Tesla was shaken by the victory of Donald Trump in the U.S. presidential election, with its stock dropping sharply. Though Trump has not outlined many environmental policies other than a threat to cancel the Paris Climate Change Deal, he has hinted at removing the EPA standards for fuel efficient car production, reports Inverse.
Will Trump be bad for Tesla?
If this happens, it could be a huge blow for government support of the clean energy industry, including tax credits for customers who purchase electric vehicles. Presently, purchasers can get up to a $7,500 tax credit for buying an electric vehicle because of the Tax Payer Relief Act of 2012, which a condition that the producer has not reached the federally-mandated cutoff of 200,000 cars.
For the Model 3, this credit reduces the cost of the car from $35,000 to $27,500. During the phase-out period, a partial credit would be available even for consumers after that initial cap. Automakers also benefited from the program, as for leased cars, the credit went to the automaker, not the consumer, says Inverse.
Trump has expressed support for the U.S. coal and oil industries; therefore, it seems quite unlikely that his administration will show favor for electric cars. Trump’s tax plan does not mention any incentives for electrical energy. In order for the tax credits to continue, Congress would have to renew the act in 2017.
Election ‘injects new risk’ into clean tech and sustainable energy
Before the U.S. elections, Tesla Chief Executive Elon Musk said, “I don’t think [the risk to Tesla] is very high.”
Musk said that right now, one can go anywhere in the United States on a Tesla Supercharger Network.
However, analysts do not think the same.

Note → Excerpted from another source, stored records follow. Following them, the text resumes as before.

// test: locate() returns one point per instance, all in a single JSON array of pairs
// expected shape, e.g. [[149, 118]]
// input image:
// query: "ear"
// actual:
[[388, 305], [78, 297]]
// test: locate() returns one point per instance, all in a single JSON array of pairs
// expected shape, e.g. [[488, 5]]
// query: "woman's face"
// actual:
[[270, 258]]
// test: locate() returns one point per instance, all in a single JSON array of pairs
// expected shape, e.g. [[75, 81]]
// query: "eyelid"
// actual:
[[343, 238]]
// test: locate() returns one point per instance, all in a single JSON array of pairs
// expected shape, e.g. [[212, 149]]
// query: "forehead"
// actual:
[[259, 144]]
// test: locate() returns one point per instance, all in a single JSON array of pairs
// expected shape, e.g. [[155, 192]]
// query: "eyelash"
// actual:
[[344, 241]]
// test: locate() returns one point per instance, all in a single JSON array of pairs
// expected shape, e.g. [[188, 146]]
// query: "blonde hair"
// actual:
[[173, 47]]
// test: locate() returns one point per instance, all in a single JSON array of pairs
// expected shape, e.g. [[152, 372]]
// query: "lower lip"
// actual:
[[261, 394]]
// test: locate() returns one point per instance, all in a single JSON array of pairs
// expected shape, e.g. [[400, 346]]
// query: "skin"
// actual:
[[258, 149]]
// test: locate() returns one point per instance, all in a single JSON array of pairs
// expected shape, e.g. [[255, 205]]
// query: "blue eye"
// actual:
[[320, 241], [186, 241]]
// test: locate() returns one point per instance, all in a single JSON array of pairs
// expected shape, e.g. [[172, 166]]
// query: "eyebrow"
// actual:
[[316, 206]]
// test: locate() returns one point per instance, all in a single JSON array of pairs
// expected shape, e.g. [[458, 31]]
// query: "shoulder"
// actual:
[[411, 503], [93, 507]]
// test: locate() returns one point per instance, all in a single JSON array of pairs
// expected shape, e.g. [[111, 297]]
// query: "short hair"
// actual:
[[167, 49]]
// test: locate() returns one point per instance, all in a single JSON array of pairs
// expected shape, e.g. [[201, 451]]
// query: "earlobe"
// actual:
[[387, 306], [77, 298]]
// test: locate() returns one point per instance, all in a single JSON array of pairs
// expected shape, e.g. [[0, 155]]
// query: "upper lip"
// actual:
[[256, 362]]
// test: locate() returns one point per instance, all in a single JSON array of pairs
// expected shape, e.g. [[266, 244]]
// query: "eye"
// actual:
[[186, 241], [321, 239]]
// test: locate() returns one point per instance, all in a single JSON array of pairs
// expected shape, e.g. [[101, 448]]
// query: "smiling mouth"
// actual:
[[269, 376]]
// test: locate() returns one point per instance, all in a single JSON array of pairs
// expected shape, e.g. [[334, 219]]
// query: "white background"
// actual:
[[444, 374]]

BMI Research said in a report, “If [zero emissions vehicle regulations] were removed, for example, Tesla Motors would lose a major source of income at a time when it is looking to ramp up its operations in order to launch the Model 3.”
According to Oppenheimer analyst Colin Rusch, Trump’s victory injects new risks into investments in clean tech and sustainable energy companies.

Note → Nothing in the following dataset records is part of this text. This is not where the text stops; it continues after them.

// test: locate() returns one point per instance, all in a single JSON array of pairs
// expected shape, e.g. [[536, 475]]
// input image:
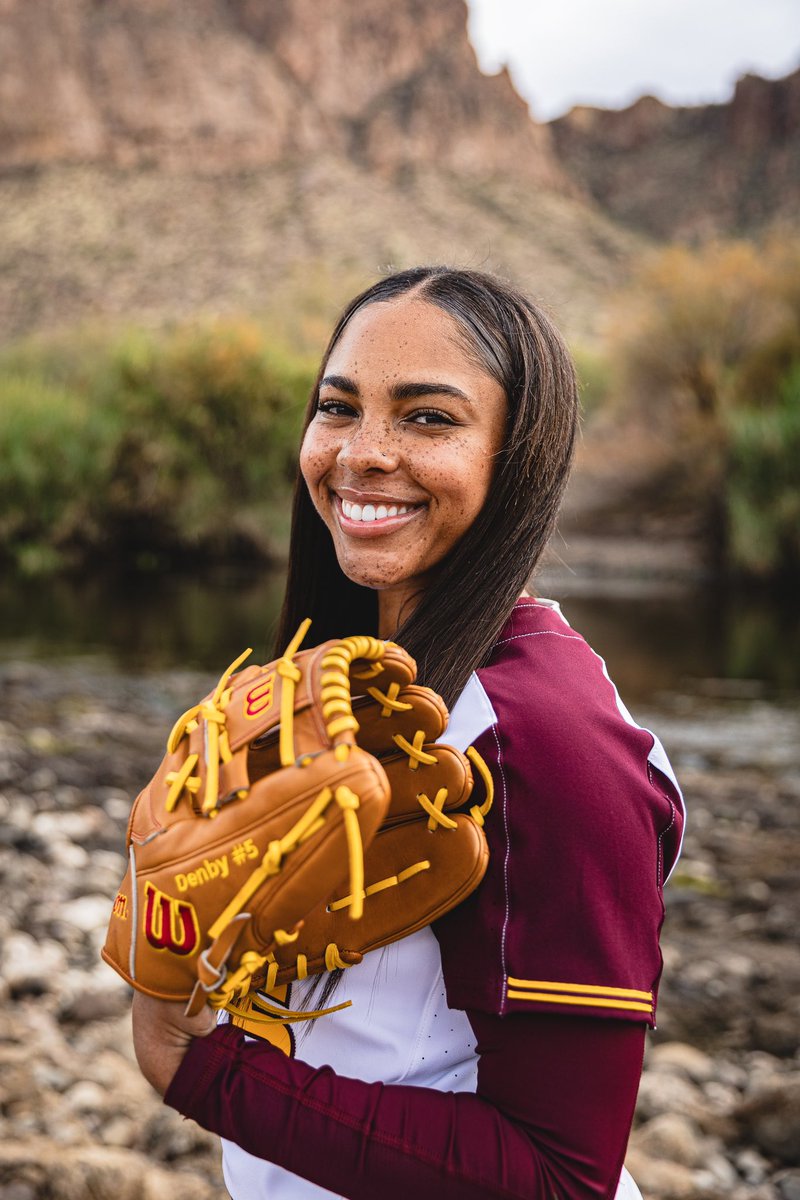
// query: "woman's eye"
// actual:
[[431, 417], [335, 408]]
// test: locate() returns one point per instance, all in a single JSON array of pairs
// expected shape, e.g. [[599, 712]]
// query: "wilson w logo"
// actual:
[[169, 924]]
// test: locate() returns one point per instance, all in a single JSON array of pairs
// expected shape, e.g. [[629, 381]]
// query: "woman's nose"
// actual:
[[370, 447]]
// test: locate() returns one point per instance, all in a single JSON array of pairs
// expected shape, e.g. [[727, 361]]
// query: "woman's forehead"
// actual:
[[404, 333]]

In a research note, the analyst wrote, “[Donald] Trump’s surprise victory last night, in tandem with Republicans maintaining majority control of both houses of Congress, constitutes in our view a material negative for the majority of our stocks under coverage.”
On Wednesday, Tesla shares closed down 2.5% at $190.06. Year to date, the stock is down almost 21%, while in the last year, it is down more than 18%.